El energeion había calentado ya el agua del baño. Todavía seguía vivo su plancton, cuyo fulgor aumentaba la temperatura. Al chocar con los azulejos, brillaban minúsculas olas; también su propio cuerpo parecía cubierto de suave luz, de pátina fosforescente. La flexión de las articulaciones, los pliegues y contornos parecían siluetados con mina de plata. El vello, bajo las axilas, brillaba con un verde musgoso. De vez en cuando, Lucius movía piernas y brazos, que despedían entonces un nuevo fulgor. Contemplaba las uñas de los dedos de manos y pies como si se estuvieran formando en el seno materno, la red de las venas y arterias, las armas en el anillo de la mano izquierda.
Un toque de trompeta anunció finalmente los preparativos del desayuno. Lucius se levantó; un suave brillo salpicó las paredes. Apareció a la vista un reducido cuarto de baño, con una bañera incrustada y un lavabo de porcelana. La piel había enrojecido vivamente al contacto de la sal marina; eliminó las marcas bajo la ducha de agua dulce. Luego se envolvió en el albornoz y se dirigió al lavabo.

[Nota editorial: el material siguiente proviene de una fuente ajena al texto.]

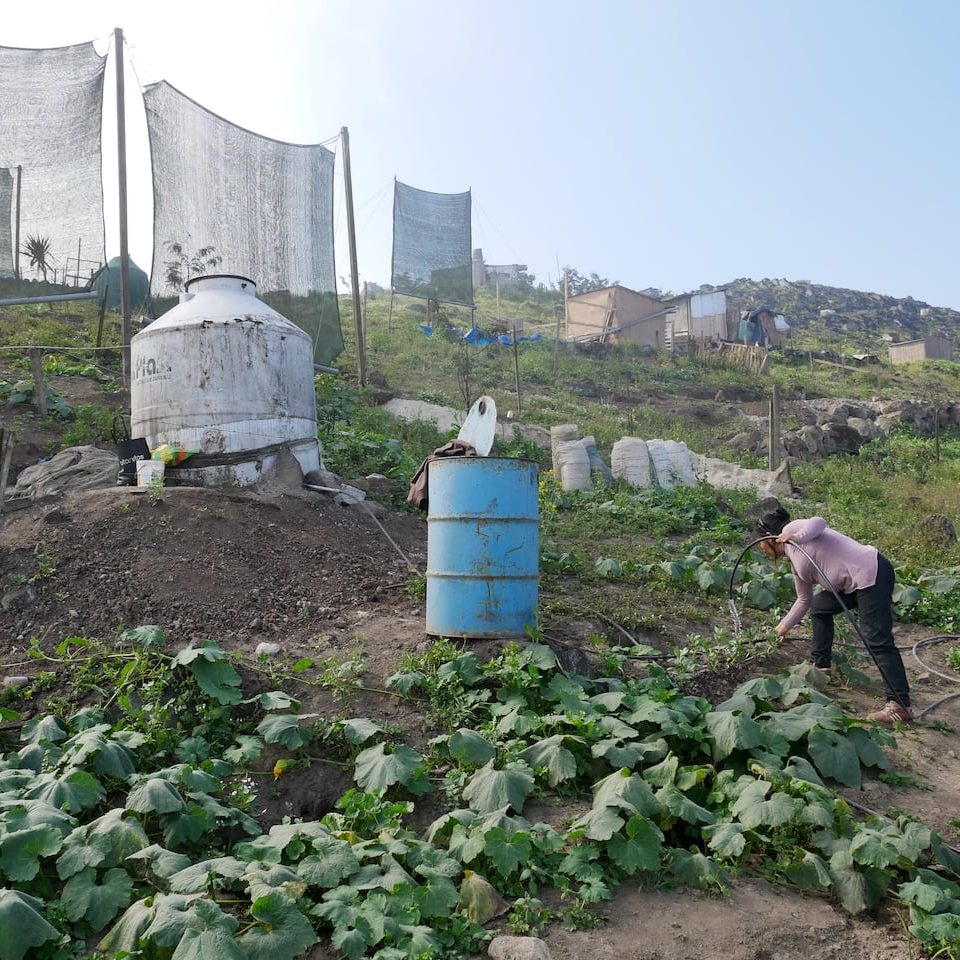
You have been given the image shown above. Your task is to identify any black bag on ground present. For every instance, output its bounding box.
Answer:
[113,414,150,487]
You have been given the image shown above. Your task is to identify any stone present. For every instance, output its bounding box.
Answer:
[727,430,763,453]
[303,470,343,490]
[823,423,864,456]
[344,500,389,517]
[799,424,823,454]
[920,513,957,547]
[847,417,880,440]
[364,473,394,497]
[333,483,367,507]
[487,937,553,960]
[0,583,37,613]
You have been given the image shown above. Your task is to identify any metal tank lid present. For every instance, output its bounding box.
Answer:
[131,273,310,343]
[183,273,257,296]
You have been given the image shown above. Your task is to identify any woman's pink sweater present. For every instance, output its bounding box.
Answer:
[778,517,877,630]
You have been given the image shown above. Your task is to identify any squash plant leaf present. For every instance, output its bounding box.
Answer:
[353,743,430,793]
[670,849,727,890]
[807,728,860,788]
[463,760,534,813]
[126,777,186,813]
[483,827,533,877]
[786,850,832,890]
[297,837,360,889]
[703,823,747,860]
[20,716,67,743]
[570,807,624,842]
[257,713,311,750]
[60,867,133,931]
[447,727,497,766]
[169,857,249,893]
[0,887,60,960]
[343,717,383,747]
[127,843,192,880]
[117,623,167,648]
[593,769,660,816]
[732,780,804,830]
[173,900,247,960]
[607,817,663,875]
[706,710,764,761]
[847,727,890,770]
[520,734,583,787]
[223,733,263,766]
[238,893,317,960]
[460,870,509,924]
[0,827,63,882]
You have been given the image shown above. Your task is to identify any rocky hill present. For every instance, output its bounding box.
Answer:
[700,277,960,341]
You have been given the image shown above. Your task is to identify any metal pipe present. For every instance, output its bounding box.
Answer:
[0,290,100,307]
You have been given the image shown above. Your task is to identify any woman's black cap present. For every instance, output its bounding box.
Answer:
[756,507,790,537]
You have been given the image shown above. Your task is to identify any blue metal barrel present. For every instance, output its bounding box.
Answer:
[427,457,540,637]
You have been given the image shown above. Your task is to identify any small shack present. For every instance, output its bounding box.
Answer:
[663,290,727,350]
[567,284,674,349]
[890,337,953,363]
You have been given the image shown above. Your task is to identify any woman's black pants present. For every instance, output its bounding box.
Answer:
[810,553,910,707]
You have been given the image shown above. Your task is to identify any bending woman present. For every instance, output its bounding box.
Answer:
[754,507,913,726]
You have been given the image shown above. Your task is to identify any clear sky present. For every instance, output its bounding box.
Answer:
[0,0,960,309]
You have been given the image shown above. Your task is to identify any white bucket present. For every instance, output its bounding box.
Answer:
[137,460,166,487]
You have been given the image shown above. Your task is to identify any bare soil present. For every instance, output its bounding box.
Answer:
[0,400,960,960]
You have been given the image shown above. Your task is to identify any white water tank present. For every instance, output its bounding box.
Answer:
[130,276,320,486]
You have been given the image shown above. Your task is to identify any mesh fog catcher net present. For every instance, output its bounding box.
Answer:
[144,82,343,363]
[391,181,473,306]
[0,43,106,284]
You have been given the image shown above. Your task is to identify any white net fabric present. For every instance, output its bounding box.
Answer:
[0,43,106,283]
[144,82,343,362]
[0,168,14,277]
[391,181,473,306]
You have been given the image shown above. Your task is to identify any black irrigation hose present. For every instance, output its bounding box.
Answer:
[728,535,927,713]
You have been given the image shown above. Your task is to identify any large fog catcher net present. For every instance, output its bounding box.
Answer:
[144,82,343,363]
[0,43,106,285]
[390,181,473,306]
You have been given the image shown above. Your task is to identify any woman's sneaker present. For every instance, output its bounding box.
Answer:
[867,700,913,727]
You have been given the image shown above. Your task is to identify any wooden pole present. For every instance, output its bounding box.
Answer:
[933,403,940,463]
[13,163,23,284]
[0,428,13,513]
[363,280,367,343]
[553,270,569,377]
[113,27,131,389]
[340,127,367,387]
[513,323,523,420]
[768,383,780,470]
[97,292,110,350]
[30,347,47,420]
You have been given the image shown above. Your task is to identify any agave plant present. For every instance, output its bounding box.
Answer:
[163,241,223,290]
[20,234,54,283]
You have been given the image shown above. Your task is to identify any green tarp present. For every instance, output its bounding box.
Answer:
[90,257,151,311]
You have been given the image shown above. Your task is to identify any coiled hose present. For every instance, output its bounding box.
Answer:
[727,535,960,720]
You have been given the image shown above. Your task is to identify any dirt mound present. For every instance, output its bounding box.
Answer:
[0,487,426,647]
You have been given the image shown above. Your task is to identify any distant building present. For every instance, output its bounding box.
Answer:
[472,247,527,287]
[890,337,953,363]
[662,290,727,350]
[567,284,675,349]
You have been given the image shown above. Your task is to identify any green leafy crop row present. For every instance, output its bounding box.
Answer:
[0,628,960,960]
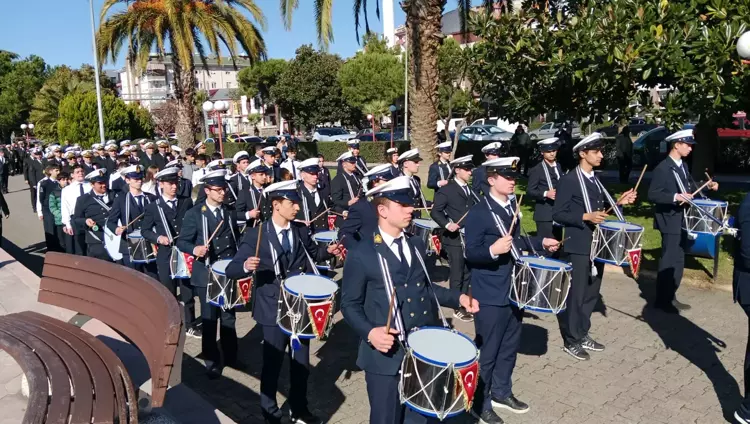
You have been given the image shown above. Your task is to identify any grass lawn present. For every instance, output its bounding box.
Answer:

El fonóforo se hallaba entre los objetos sacados del neceser. Lucius lo tomó y giró con el pulgar el pequeño disco de las conexiones fijas. Inmediatamente, en la oquedad en concha del pequeño aparato, se dejó oír una voz:
“Aquí Costar. A sus órdenes.”
Siguió el informe, tal como lo prescriben las ordenanzas de las travesías marinas: longitud y latitud, velocidad del barco, condiciones químicas, temperatura del aire y el agua.
“Está bien, Costar. ¿Ha preparado el uniforme?”
“Sí, mi comandante. Le espero al lado.”
Lucius marcó una segunda cifra y sonó otra voz, más clara:
“Aquí Mario. A la orden.”
“Buon giorno, Mario. ¿Está el coche preparado?”